Networks are unreliable by nature. Even on the best connections, timeouts happen, packets drop, and servers misbehave. When apps assume every request will succeed, crashes become inevitable.

Robust networking means planning for failure from the start:

  • Timeouts instead of infinite waits
  • Retries instead of dead ends
  • Validations instead of blind trust

An API failure shouldn't feel like an app failure to the user. At most, it should feel like a temporary delay - because that's usually what it is.

Reporting Crashes with Appxiom

Even with all the right precautions in place, crashes will still happen. Devices differ. OS versions behave inconsistently. Hardware limitations show up in ways you can't simulate. This is where visibility becomes more important than prevention.

1. Integrating Appxiom into Your App

First, sign up for an Appxiom account. Then, add the Appxiom SDK to your Android project by including this in your build.gradle file:

dependencies {
implementation 'com.ax:axcore:x.x.x'
}

Next, initialize Appxiom in your Application class so it can start monitoring your app as soon as it launches:

import android.app.Application

class MyApplication : Application() {
override fun onCreate() {
super.onCreate()
Ax.init(this)
}
}

And just like that, Appxiom is ready to quietly track crashes, performance hiccups, and other issues, giving you insights before your users even notice.

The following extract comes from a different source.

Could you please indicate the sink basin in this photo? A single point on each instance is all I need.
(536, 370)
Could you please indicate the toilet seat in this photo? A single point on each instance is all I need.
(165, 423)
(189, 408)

Capturing and Reporting Crashes

Appxiom keeps an eye on your app 24/7. It automatically captures crashes and unhandled exceptions, collecting critical details like the stack trace, device information, and even the sequence of user actions that led to the issue.

If you want to track non-fatal errors too, you can report them manually with a few lines of code:

try {
// Code that might throw a non-fatal exception
} catch (e: Exception) {
Ax.reportException(this, e, Severity.MAJOR)
}

Beyond crashes, Appxiom also monitors things like memory leaks, slow frames, API failures, and 30+ more bugs, giving you a complete view of your app's health in development, testing, and production.

3. Analyzing Crash Reports

Raw crash data is just noise until you turn it into action. The real advantage of structured crash reporting is pattern recognition.

You start to see:

  • The same crash repeating on one Android version
  • A memory issue affecting only low-end devices
  • A failure that appears only after long user sessions

Instead of guessing what to fix next, you prioritize based on impact. Fixes become targeted. Releases become safer. Over time, your crash rate stops fluctuating wildly and starts trending downward in a predictable way.

Closing Thoughts

There's no single line of code that makes an Android app "uncrashable." Stability comes from many small, unglamorous decisions repeated consistently - null checks, safe exception handling, defensive guards, resilient network calls, and real-world monitoring.

Kotlin helps you write safer code. Monitoring tools help you understand how that code behaves when real users interact with it in unpredictable ways. Together, they transform crashes from unpredictable disasters into manageable engineering problems.

And that's when stability stops being a hope - and starts becoming a process.